Em Foco 2301

Entre os 14 aeroportos mais movimentados do Brasil,  apenas o do Recife foi classificado como “bom”, de acordo com a avaliação dos próprios passageiros que participaram do levantamento realizado pela Proteste Associação de Consumidores em 2014. Esta percepção geral se agravou no início deste ano, transformando o mês de férias em um inferno de chegadas e partidas. Tema do Em Foco do Diario desta sexta-feira, por Luce Pereira.

A nada chique vida nos aeroportos

Greves, apagões, calor e infraestrutura ruim fazem de terminais de passageiros ambientes estressantes, enquanto usuários reclamam da incompatibilidade entre serviços e reajustes de preços

Luce Pereira (Texto)
Samuca (Arte)

A era em que ex-passageiros de ônibus passaram a dividir espaço nos aviões com gente que pouco ou nunca viajou de ônibus é, também, a que torna todos iguais ao menos em um aspecto: sofrimento. Se há algumas décadas aeroporto simbolizava ao menos organização, agora pode ser facilmente confundido com lugar de pagar penitência, porque os maiores continuam padecendo de infraestrutura e administração ruins, o que significa desconforto, estresse e insegurança.
Isso sem falar nas greves.
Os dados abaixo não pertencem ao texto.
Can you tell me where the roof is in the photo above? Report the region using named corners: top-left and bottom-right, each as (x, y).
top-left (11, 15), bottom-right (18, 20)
A de ontem, feita por aeronautas insatisfeitos com a pouca disposição para negociar das companhias aéreas, afetou muito a vida de usuários dos terminais de Guarulhos/Cumbica (São Paulo) e Galeão/Tom Jobim (Rio de Janeiro), os mais movimentados do país, e deixou centenas sem saber a hora de chegar ao destino ou, na melhor das hipóteses, como tornar a espera menos desgastante. Não há cadeiras suficientes, faltam informações, os serviços caem de qualidade e nestes dias, nem a temperatura ajuda.
É óbvio que, diante de um quadro assim, o descontentamento vai se transformando em ranger de dentes e piora quando vem à memória o reajuste de 6,69% no valor da taxa de embarque, em julho, e o acréscimo de 42% nas tarifas, entre novembro e dezembro, este respondendo pela verdadeira ginástica financeira que muitos passageiros fizeram para conseguir viajar.
E a experiência ensina a quem não tem como escapar desses deslocamentos, em fim de ano, que a volta pode não ser exatamente um exercício de respeito ao passageiro, começando pelas filas e a pouca simpatia de alguns funcionários sobrecarregados pelo movimento nos balcões de check-in. Isto quando velhos fantasmas – como os apagões – não inventam de deixar tudo um pouco pior, sobretudo em verões severos como o que o país atravessa.
Em abril de 2014, a ameaça de apagões no Aeroporto do Galeão, durante a Copa do Mundo, era cogitada pelo Ministério da Aviação Civil, porque os sinais já estavam sendo dados com registro de falta de luz no terminal. Não aconteceu. Se houvesse ocorrido, no entanto, os prejuízos seriam atenuados pelo fato de a temperatura se manter em patamar previsível. Não foi o que se viu no último dia 12, em plena temporada de férias, quando o escuro encontrou os saguões do Galeão e de Guarulhos cheios de passageiros suando em bicas, por sobrecarga no sistema de ar condicionado.
Dez dias depois, o calor continua se somando aos inimigos comuns dos usuários e produzindo “efeitos colaterais”. Ontem, ao fazer conexão no Galeão, um passageiro queixou-se do forte cheiro de ratos mortos e tratou de investigar o incômodo. Descobriu que tinham sido vítimas da alta temperatura nos dutos de ar-condicionado.
Enquanto aeronautas e empresas aéreas não se entendem, aeroporto segue sendo ambiente de estresse e revolta. E há ainda outro dado para que ela se mantenha robusta: em cidades que sediaram copas do mundo, os frutos da renovação da infraestrutura serviram para melhorar a qualidade de vida dos habitantes. Mas, no Brasil, a colheita é amarga e a herança, calamitosa, não só nos lugares que um dia já foram sinônimo de bem-estar.